Our entry in this research area began with our observation that canonical pathogens of cystic fibrosis (CF) airway (e.g. Pseudomonas aeruginosa, Staphylococcus aureus) are surprisingly inefficient at metabolizing mucin glycoproteins that comprise the major macromolecular constituent (and bioavailable carbon source) of airway mucus. Given that P. aeruginosa and S. aureus can reach densities of >109 cells per gram of mucus, our data suggested that mucin-derived nutrient acquisition may be supported by other processes.
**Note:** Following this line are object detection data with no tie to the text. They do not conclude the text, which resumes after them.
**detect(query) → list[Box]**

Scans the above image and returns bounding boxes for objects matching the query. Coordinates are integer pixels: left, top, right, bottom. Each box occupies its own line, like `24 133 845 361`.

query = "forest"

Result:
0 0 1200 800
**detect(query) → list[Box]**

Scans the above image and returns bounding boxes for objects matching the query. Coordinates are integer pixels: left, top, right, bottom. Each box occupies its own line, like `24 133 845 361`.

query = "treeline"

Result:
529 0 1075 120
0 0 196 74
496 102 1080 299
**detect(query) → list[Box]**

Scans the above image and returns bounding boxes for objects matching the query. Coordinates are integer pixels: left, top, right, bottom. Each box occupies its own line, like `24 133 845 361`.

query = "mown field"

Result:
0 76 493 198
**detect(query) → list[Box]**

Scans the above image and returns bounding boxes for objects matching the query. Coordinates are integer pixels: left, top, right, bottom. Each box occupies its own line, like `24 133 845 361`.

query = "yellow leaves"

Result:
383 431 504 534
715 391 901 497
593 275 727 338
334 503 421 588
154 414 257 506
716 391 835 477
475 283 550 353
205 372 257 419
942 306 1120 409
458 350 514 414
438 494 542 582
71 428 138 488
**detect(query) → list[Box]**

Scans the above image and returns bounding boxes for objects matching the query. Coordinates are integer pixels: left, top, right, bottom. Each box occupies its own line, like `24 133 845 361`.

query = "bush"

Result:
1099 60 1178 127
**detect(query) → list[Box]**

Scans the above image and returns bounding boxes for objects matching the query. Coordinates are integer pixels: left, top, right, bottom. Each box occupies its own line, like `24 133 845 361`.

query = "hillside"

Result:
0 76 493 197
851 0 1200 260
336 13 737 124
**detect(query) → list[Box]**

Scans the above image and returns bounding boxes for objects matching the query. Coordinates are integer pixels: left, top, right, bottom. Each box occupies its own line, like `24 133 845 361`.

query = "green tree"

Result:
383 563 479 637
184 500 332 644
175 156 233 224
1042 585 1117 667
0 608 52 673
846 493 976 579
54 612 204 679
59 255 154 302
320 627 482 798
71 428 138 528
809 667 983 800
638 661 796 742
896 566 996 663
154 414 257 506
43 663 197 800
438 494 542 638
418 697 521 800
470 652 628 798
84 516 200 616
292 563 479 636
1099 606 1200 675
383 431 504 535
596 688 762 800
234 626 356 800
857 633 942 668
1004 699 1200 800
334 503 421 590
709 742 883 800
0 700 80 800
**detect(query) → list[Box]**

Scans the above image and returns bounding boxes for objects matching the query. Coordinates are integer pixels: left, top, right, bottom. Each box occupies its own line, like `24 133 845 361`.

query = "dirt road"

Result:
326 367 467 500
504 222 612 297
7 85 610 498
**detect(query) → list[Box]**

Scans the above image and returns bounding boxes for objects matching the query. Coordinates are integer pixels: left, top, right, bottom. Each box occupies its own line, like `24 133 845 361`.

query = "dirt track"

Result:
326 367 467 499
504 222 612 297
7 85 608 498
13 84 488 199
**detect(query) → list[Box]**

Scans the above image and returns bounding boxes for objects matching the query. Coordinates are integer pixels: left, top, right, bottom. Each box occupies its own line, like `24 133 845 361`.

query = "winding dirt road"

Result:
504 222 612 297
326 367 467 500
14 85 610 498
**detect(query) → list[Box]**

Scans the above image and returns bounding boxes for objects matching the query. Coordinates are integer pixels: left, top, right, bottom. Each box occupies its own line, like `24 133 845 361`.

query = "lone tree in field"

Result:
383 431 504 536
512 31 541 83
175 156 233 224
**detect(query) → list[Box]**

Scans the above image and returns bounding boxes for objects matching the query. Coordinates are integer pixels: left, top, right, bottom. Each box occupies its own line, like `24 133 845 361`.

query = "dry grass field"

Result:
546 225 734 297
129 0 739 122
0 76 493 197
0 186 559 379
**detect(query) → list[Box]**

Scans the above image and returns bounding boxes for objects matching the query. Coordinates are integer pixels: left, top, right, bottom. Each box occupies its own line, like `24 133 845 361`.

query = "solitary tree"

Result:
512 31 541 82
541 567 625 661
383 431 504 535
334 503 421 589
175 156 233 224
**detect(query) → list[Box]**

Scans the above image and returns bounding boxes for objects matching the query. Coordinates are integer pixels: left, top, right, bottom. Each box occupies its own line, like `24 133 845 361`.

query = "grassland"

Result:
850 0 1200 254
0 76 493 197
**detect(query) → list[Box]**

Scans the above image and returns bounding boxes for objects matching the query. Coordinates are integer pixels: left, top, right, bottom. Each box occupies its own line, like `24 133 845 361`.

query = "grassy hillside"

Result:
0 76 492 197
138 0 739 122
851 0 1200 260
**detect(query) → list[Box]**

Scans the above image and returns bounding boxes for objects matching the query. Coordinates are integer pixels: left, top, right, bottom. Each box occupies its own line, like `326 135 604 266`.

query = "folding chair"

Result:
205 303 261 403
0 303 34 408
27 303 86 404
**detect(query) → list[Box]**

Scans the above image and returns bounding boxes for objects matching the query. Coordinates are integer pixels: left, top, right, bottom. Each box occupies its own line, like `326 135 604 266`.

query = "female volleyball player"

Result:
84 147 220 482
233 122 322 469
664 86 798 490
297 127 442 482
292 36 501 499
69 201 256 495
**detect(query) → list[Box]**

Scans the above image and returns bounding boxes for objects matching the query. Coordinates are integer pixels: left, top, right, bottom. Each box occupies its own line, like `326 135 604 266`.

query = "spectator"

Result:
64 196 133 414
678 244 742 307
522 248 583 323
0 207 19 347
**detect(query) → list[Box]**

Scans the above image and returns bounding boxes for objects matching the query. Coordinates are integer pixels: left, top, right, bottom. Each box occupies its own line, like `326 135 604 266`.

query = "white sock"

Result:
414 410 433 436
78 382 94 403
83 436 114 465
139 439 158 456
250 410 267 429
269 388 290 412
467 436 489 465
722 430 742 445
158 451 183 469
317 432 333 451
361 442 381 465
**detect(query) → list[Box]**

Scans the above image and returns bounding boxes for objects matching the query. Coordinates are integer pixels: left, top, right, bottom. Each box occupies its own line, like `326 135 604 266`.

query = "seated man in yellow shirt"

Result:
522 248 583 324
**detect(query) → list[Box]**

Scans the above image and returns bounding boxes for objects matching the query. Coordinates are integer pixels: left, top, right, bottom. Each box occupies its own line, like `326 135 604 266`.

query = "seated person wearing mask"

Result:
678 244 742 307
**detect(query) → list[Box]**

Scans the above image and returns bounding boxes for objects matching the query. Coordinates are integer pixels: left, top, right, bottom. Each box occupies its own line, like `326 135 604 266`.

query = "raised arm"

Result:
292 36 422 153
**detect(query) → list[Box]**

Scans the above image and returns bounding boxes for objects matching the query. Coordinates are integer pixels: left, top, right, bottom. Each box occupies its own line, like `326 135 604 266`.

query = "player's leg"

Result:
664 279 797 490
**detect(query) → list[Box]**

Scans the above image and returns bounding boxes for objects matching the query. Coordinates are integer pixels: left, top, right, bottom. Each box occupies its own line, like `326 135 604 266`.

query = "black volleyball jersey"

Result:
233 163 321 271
Informed by our microbiome sequencing data, we hypothesized that anaerobic “commensal” microbes, which are adept at degrading and fermenting mucins in the oral cavity (i.e. saliva) and also found in abundance in the infected lower airways, could stimulate pathogen growth through mucolytic activity. Indeed, we found that oral-associated anaerobic genera such as Prevotella, Fusobacterium, Streptococcus, and Veillonella spp. generate short-chain fatty acids (propionate, butyrate) and amino acids via mucin degradation that stimulate pathogen growth and virulence. This study, which defined a new role for “commensal” bacteria in CF airway disease opened up an exciting new area of microbial ecology that we and others continue to explore in the context of CF, chronic sinusitis, and other sites of infection.